Grouping SQL Results based on order

I have table with data something like this:
ID | RowNumber | Data
------------------------------
1 | 1 | Data
2 | 2 | Data
3 | 3 | Data
4 | 1 | Data
5 | 2 | Data
6 | 1 | Data
7 | 2 | Data
8 | 3 | Data
9 | 4 | Data
I want to group each set of RowNumbers So that my result is something like this:
ID | RowNumber | Group | Data
--------------------------------------
1 | 1 | a | Data
2 | 2 | a | Data
3 | 3 | a | Data
4 | 1 | b | Data
5 | 2 | b | Data
6 | 1 | c | Data
7 | 2 | c | Data
8 | 3 | c | Data
9 | 4 | c | Data
The only way I know where each group starts and stops is when the RowNumber starts over. How can I accomplish this? It also needs to be fairly efficient since the table I need to do this on has 52 Million Rows.
Additional Info
ID is truly sequential, but RowNumber may not be. I think RowNumber will always begin with 1 but for example the RowNumbers for group1 could be "1,1,2,2,3,4" and for group2 they could be "1,2,4,6", etc.
For the clarified requirements in the comments
The rownumbers for group1 could be "1,1,2,2,3,4" and for group2 they
could be "1,2,4,6" ... a higher number followed by a lower would be a
new group.
A SQL Server 2012 solution could be as follows.
Use LAG to access the previous row and set a flag to 1 if that row is the start of a new group or 0 otherwise.
Calculate a running sum of these flags to use as the grouping value.
Code
WITH T1 AS
(
SELECT *,
LAG(RowNumber) OVER (ORDER BY ID) AS PrevRowNumber
FROM YourTable
), T2 AS
(
SELECT *,
IIF(PrevRowNumber IS NULL OR PrevRowNumber > RowNumber, 1, 0) AS NewGroup
FROM T1
)
SELECT ID,
RowNumber,
Data,
SUM(NewGroup) OVER (ORDER BY ID
ROWS BETWEEN UNBOUNDED PRECEDING AND CURRENT ROW) AS Grp
FROM T2
SQL Fiddle
Assuming ID is the clustered index the plan for this has one scan against YourTable and avoids any sort operations.

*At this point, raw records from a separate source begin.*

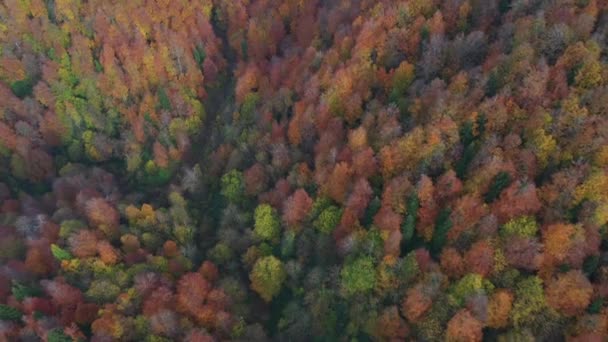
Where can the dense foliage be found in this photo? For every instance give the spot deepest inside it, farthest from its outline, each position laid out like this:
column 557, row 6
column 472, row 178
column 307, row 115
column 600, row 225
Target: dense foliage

If the ids are truly sequential, you can do:
select t.*,
(id - rowNumber) as grp
from t
Also you can use recursive CTE
;WITH cte AS
(
SELECT ID, RowNumber, Data, 1 AS [Group]
FROM dbo.test1
WHERE ID = 1
UNION ALL
SELECT t.ID, t.RowNumber, t.Data,
CASE WHEN t.RowNumber != 1 THEN c.[Group] ELSE c.[Group] + 1 END
FROM dbo.test1 t JOIN cte c ON t.ID = c.ID + 1
)
SELECT *
FROM cte
Demo on SQLFiddle
How about:
select ID, RowNumber, Data, dense_rank() over (order by grp) as Grp
from (
select *, (select min(ID) from [Your Table] where ID > t.ID and RowNumber = 1) as grp
from [Your Table] t
) t
order by ID
This should work on SQL 2005. You could also use rank() instead if you don't care about consecutive numbers.